问题
I can think of three operations in C++ that can be described in some sense as having 'constant' complexity. I've seen some debate(*) over what this means, and it seems to me that we could just say "all these operations are constant, but some are more constant than others" :-)
(Edit 2: If you already think you know the answer, please read some of the debate at this question before rushing in too soon: What data structure, exactly, are deques in C++? Many people, with quite high scores, are arguing over what 'constant' means. My question isn't as obvious as you might think!)
(Edit: I don't need a primer in what 'complexity' means. I want a clear answer, perhaps with quotes from the C++ standard, that tells us exactly what is supposed to be constant. Processor ticks, real-world time, or something else? On other threads, some people have argued that time is totally irrelevant to what is required by the C++ standard.)
Do these complexity guarantees in the standard apply to the runtime of the operation? Or do they simply specify the (maximum) number of copies/moves that might happen of the the contained objects? And what exactly does 'amortized' mean?
1. Given a (non-empty) vector<int> v, the following is clearly constant in runtime:
swap(v.front(), v.back());
(although a pedant might point out that it depends on whether the data is in the cache or swapped out or whatever!).
2. Given a list<int> l, doing a push_back is straightforward. Exactly one new item is allocated and a few pointers in the linked list are shuffled. Each push_front involves one allocation, always of the same amount of memory, so this is clearly fairly 'constant'. But, of course, the time to do the allocation could be quite variable. The memory-management might have to take a lot of time to find some suitable free memory.
3. But doing a push_back on a vector<int> is even more unpredictable. Most of the time, it will be very quick, but every now and then it will have to reallocate space for all the data and copy every element to a new location. So it's less predictable in terms of runtime than a single list::push_front, but it's still referred to as constant (amortized). On average, adding a lot of data to a vector will take a complexity that is independent of the amount added, and this is why it's called 'amortized constant' time. (Am I right?)
And finally, I asked about int to avoid the complexities of having another type. For example, a vector< vector<int> > might be a little more complicated to reason about because each element of the vector (of vectors) might have a different size and, for example, swapping two elements is not quite as constant as in case 1. above. But ideally, we could answer for all vector<T>, not just T=int.
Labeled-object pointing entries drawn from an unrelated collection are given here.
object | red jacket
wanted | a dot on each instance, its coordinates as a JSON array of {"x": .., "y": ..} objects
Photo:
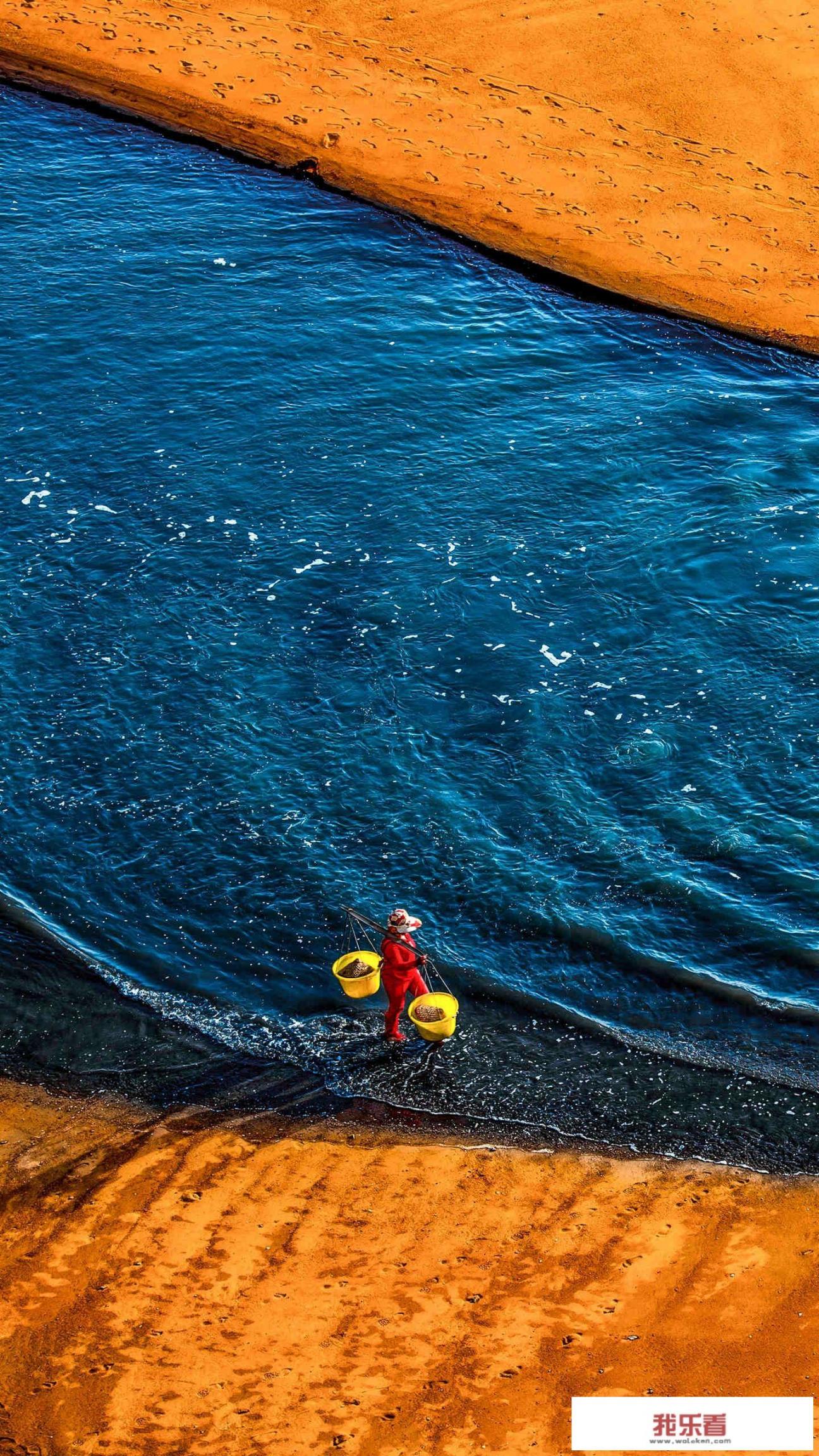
[{"x": 400, "y": 960}]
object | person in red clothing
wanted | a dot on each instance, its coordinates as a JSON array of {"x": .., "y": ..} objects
[{"x": 400, "y": 974}]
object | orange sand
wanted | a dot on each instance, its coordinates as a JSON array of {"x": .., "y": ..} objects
[
  {"x": 215, "y": 1290},
  {"x": 670, "y": 155}
]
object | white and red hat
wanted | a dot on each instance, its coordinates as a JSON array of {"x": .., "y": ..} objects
[{"x": 403, "y": 923}]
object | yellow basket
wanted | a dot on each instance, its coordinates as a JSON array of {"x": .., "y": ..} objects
[
  {"x": 435, "y": 1030},
  {"x": 358, "y": 986}
]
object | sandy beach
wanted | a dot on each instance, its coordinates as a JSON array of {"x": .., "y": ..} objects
[
  {"x": 194, "y": 1286},
  {"x": 668, "y": 155}
]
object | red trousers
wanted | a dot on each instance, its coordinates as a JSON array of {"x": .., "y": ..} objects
[{"x": 398, "y": 990}]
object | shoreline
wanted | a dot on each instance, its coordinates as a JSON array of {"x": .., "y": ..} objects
[
  {"x": 168, "y": 1280},
  {"x": 535, "y": 157}
]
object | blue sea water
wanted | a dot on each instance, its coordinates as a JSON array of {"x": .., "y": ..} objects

(*) For an example of the debates, see the comments to these answers: What data structure, exactly, are deques in C++?
回答1:
Complexity is always stated relative to a specific variable or set of variables. So when the standard talks about constant time insertion, it is talking about constant time relative to the number of items in the list. That is, O(1) insertions means that the number of items currently in the list does not affect the overall complexity of insertions. The list could have 500 or 50000000 items in it, and the complexity of the insertion operation will be the same.
For example, std::list has O(1) insertions and deletions; the complexity of insertions is not affected by the number of elements in the list. However, the memory allocator's complexity may well depend on the number of things that have already been allocated. But since the O(1) is talking about number of items in the list, it doesn't cover that. Nor is it supposed to, because then we would be measuring the complexity of the memory allocator, not the data structure.
In short: that's a different measurement.
It implies that we are free to implement our algorithm as badly as we like, including one where the time isn't really constant in any pragmatic sense, but where we have respected the number of 'operations' on the contained objects.
Complexity is not specified relative to implementations. It is specified relative to algorithms. It doesn't matter that a context could switch, because running time is not what complexity is for.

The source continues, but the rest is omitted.